Turkish President Recep Tayyip Erdoğan’s decision at the weekend to sack the governor of the central bank and withdraw Turkey from a treaty to prevent violence against women are signs of weakness, Financial Times international affairs editor David Gardner said on Tuesday.
Erdoğan’s dismissal of governor Naci Ağbal could amount to economic suicide, while the country’s exit from the Istanbul Convention threatens to kill off its reputation as a democracy that protects all citizens, Gardner said.
Ağbal had benefitted from a sudden weekend presidential decree in early November, when Erdoğan hired him to replace his predecessor Murat Uysal after the lira hit a record low against the dollar. That prompted Erdoğan’s son-in-law Berat Albayrak to resign as treasury and finance minister and marked a pause to populist economic policies that had included burning through more than $100 billion of the central bank’s reserves while engineering a borrowing boom.

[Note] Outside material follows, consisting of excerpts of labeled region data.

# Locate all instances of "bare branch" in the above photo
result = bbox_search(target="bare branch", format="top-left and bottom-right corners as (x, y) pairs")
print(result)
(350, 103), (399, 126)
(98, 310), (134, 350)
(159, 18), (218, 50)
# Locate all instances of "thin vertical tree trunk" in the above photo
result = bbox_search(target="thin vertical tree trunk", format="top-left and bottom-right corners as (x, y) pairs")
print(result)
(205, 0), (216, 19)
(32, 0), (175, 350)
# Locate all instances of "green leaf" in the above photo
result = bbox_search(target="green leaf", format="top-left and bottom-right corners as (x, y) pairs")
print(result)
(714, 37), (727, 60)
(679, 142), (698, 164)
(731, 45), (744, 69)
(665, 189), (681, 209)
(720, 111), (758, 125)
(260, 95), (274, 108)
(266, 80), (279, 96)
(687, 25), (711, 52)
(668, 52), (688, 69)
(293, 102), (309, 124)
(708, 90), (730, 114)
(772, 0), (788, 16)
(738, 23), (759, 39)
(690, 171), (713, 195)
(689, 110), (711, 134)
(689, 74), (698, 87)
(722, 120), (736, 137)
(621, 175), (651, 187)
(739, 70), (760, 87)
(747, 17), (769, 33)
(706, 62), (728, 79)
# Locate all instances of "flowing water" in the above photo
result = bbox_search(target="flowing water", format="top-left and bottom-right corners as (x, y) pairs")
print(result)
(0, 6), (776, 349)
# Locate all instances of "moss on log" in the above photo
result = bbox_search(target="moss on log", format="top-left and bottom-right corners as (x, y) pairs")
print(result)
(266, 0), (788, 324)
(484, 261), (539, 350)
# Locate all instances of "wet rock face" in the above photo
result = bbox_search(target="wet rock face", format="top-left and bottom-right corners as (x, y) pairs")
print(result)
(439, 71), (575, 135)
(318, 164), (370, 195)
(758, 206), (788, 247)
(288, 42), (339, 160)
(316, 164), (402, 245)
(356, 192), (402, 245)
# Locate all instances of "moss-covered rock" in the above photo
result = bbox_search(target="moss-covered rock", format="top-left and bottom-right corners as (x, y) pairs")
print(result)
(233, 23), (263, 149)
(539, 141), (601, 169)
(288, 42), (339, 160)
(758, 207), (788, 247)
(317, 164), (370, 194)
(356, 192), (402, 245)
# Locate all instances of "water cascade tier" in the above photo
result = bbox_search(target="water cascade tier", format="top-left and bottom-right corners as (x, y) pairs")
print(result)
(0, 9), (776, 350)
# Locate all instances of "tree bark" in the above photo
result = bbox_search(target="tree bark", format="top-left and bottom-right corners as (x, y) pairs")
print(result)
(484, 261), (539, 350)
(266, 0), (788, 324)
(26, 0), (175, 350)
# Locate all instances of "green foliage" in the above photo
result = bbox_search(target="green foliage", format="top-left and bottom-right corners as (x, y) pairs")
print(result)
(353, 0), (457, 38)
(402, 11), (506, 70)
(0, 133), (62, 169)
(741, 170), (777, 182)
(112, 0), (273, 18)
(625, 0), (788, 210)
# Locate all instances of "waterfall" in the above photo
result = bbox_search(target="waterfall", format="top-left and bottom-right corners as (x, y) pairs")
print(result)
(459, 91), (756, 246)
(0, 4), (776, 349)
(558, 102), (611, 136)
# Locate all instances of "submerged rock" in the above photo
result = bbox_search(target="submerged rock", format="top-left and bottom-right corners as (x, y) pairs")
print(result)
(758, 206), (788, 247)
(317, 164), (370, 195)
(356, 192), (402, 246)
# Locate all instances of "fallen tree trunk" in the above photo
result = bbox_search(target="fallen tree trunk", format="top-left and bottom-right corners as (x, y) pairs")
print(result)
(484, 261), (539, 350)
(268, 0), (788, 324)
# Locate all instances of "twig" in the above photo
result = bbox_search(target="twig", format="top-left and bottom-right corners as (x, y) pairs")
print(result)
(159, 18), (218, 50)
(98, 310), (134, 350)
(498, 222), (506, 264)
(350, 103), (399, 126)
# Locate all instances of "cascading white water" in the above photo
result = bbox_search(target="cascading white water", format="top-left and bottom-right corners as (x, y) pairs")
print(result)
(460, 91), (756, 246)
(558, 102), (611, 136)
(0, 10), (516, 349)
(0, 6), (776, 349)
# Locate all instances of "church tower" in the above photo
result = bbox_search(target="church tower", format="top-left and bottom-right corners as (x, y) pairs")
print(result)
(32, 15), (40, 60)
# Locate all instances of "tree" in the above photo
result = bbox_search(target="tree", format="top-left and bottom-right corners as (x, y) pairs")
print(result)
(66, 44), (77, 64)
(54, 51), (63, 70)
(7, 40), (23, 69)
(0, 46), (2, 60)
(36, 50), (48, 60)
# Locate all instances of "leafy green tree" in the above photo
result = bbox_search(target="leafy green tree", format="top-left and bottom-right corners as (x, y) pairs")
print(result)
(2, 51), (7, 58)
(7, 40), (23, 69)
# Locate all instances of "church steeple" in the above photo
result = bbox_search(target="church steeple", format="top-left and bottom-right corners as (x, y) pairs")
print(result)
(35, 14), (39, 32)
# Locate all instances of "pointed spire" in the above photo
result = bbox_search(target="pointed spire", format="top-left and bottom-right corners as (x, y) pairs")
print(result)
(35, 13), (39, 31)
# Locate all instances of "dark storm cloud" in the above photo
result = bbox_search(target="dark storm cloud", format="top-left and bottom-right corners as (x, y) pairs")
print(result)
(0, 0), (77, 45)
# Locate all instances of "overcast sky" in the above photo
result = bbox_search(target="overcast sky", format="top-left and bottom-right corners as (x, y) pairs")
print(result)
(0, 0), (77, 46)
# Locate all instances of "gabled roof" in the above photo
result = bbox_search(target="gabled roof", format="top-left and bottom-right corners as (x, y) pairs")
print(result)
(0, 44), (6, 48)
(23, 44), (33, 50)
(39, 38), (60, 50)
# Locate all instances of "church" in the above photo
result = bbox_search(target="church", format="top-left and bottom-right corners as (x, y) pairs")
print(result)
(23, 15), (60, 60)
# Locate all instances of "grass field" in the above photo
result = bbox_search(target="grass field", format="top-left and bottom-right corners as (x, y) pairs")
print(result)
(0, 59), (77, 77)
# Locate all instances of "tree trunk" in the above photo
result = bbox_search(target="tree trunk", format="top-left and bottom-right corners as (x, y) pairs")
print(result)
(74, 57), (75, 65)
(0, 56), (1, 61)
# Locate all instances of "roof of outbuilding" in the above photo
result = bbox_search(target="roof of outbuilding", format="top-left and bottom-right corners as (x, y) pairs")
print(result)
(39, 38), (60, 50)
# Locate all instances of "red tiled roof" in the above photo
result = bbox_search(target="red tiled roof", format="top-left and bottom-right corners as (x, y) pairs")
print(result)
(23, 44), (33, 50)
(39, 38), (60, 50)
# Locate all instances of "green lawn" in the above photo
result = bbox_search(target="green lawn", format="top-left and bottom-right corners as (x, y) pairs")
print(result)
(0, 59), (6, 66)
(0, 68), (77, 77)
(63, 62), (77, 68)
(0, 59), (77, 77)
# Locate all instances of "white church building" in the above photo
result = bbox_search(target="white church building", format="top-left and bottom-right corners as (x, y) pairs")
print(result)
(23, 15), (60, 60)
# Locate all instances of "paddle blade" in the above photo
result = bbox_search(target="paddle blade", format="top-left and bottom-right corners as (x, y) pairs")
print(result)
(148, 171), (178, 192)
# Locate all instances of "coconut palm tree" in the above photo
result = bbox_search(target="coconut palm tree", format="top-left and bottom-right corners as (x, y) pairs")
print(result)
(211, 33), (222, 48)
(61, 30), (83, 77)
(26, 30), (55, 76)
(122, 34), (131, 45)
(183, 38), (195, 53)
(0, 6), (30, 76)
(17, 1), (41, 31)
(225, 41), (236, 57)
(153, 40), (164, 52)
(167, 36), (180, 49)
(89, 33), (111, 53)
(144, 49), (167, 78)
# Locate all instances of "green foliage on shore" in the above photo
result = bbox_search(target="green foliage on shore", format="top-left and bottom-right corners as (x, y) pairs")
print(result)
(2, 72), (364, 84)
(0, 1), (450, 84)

But now the departure of Ağbal – his three hikes to the benchmark interest rate in five months had helped the lira to rally and foreign investors to return to the country – has sparked a renewed sell-off in the lira
Erdoğan must have been grinding his teeth as he saw G20 countries trying to get their heads around negative interest rates, Gardner said. Inflation was still accelerating – it was too early for Ağbal’s rate hikes to feed through into lower prices increases – giving Erdoğan the proof he needed that his theory that inflation is caused by higher interest rates was correct, he said.
Gardner said that reverting to unorthodox monetary policies in Turkey – Ağbal’s replacement concurs with Erdoğan and his theories on interest rates – carries huge risks for Turkey as it seeks to refinance about $180 billion in foreign debt this year.
However, Erdoğan’s decision to sack Ağbal almost pales when compared to him pulling Turkey out of the Istanbul Convention, Gardner said. The increasingly autocratic president has, in one foul swoop, lifted fragile protections from half of the population of the country, where as many as three women a day are murdered, he said.
“This is a very dark tunnel we’re going through”, Elif Şafak, a leading Turkish novelist, told the FT. “When you lose democracy, women’s rights and minority rights are among the first to go.”
Erdoğan has all but crushed the independence of the judiciary and, now cocooned by courtiers, has almost lost the ability to set coherent policy, according to Gardner. Erdoğan now concentrates on throwing political red meat to his Islamist and ultranationalist electorate, he said.
The president’s actions are a demonstration of power, but also of vulnerability, Gardner said.